Fars rapporte quant à elle que les sanctions visant le pétrole, le gaz et autres produits pétrochimiques seraient également levées le temps de la poursuite des négociations afin de permettre à l'Iran d'exporter ces productions, primordiales pour son économie.

L'accord discuté ne semble pas régler en revanche la question nucléaire.

"
Les négociations sur le nucléaire sont des questions hautement techniques. On ne peut pas régler une question nucléaire en 72 heures sur un coin de table", a déclaré Marco Rubio au New York Times.

Une fois acquise la réouverture du détroit d'Ormuz, "nous entamerons, selon des modalités convenues, des négociations très sérieuses sur l'enrichissement, sur l'uranium hautement enrichi et sur leur engagement à ne jamais se doter d'armes nucléaires", a-t-il dit, évoquant à cet égard un délai de "60 jours".

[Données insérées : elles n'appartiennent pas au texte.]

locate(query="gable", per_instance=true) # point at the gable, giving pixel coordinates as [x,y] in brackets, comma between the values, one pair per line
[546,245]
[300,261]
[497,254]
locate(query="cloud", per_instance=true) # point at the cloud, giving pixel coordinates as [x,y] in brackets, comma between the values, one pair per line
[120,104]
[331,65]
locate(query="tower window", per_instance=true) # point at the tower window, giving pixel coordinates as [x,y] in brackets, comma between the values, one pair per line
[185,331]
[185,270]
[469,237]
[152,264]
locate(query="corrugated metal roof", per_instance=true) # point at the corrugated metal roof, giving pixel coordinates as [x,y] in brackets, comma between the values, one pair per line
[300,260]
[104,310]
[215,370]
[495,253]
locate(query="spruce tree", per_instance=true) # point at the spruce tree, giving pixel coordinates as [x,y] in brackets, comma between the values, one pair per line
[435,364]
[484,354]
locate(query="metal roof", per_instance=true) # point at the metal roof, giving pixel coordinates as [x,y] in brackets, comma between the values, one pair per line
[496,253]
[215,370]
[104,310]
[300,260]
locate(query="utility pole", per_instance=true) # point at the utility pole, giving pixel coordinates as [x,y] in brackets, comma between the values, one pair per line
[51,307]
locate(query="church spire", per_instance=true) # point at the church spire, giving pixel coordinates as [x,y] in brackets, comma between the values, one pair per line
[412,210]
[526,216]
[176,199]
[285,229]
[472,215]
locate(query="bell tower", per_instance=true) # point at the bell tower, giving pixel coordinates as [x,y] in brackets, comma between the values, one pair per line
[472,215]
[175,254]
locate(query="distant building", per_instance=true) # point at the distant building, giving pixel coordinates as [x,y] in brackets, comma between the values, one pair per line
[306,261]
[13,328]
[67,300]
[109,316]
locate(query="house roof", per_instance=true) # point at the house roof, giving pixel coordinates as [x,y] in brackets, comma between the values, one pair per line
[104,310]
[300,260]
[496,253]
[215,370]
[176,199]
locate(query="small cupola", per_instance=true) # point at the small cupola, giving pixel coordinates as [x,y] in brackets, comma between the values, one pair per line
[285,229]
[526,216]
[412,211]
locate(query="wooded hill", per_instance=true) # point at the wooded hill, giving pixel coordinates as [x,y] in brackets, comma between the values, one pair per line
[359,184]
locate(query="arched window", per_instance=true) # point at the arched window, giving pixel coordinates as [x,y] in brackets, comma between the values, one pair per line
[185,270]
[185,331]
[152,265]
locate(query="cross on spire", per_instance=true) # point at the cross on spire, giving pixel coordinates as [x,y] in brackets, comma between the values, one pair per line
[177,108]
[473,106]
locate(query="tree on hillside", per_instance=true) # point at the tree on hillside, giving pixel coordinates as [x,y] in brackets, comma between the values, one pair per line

Le Premier ministre israélien Benjamin Netanyahu a dit dimanche avoir convenu avec M. Trump que tout accord final avec l'Iran devait "éliminer entièrement la menace nucléaire", selon un communiqué après un entretien téléphonique samedi soir entre les deux alliés.

Le Premier ministre pakistanais Shehbaz Sharif, médiateur dans ces négociations, a alimenté dimanche le scénario d'une résolution du conflit en plusieurs temps, en déclarant espérer "accueillir très prochainement la prochaine séance de négociations". Une première s'était tenue à Islamabad le 11 avril, sans débouché.

"Droit de se défendre" 

Sur le front libanais, deux personnes ont été tuées dimanche par des frappes israéliennes, au lendemain d'un raid israélien qui a fait 11 morts, a annoncé le ministère de la Santé, malgré la trêve en cours depuis le 17 avril.

Et l'armée israélienne a annoncé lundi la mort d'un de ses soldats la veille dans le sud du Liban.

M. Netanyahu a affirmé dimanche que Donald Trump avait, lors de son appel téléphonique, réitéré "le droit" d'Israël à se défendre sur tous les fronts, notamment au Liban. "Israël a toujours le droit de se défendre. Chaque pays du monde en a le droit", a encore dit Marco Rubio lundi.

Le chef du Hezbollah, Naïm Qassem, a, lui, dit espérer que l'accord entre Washington et Téhéran inclurait son pays. Mais le dirigeant du mouvement chiite a aussi une nouvelle fois rejeté les négociations directes du gouvernement libanais avec Israël, dont une quatrième session est prévue début juin à Washington, et répété qu'un désarmement de son organisation, exigé par les autorités libanaises, concrétiserait un "projet israélien".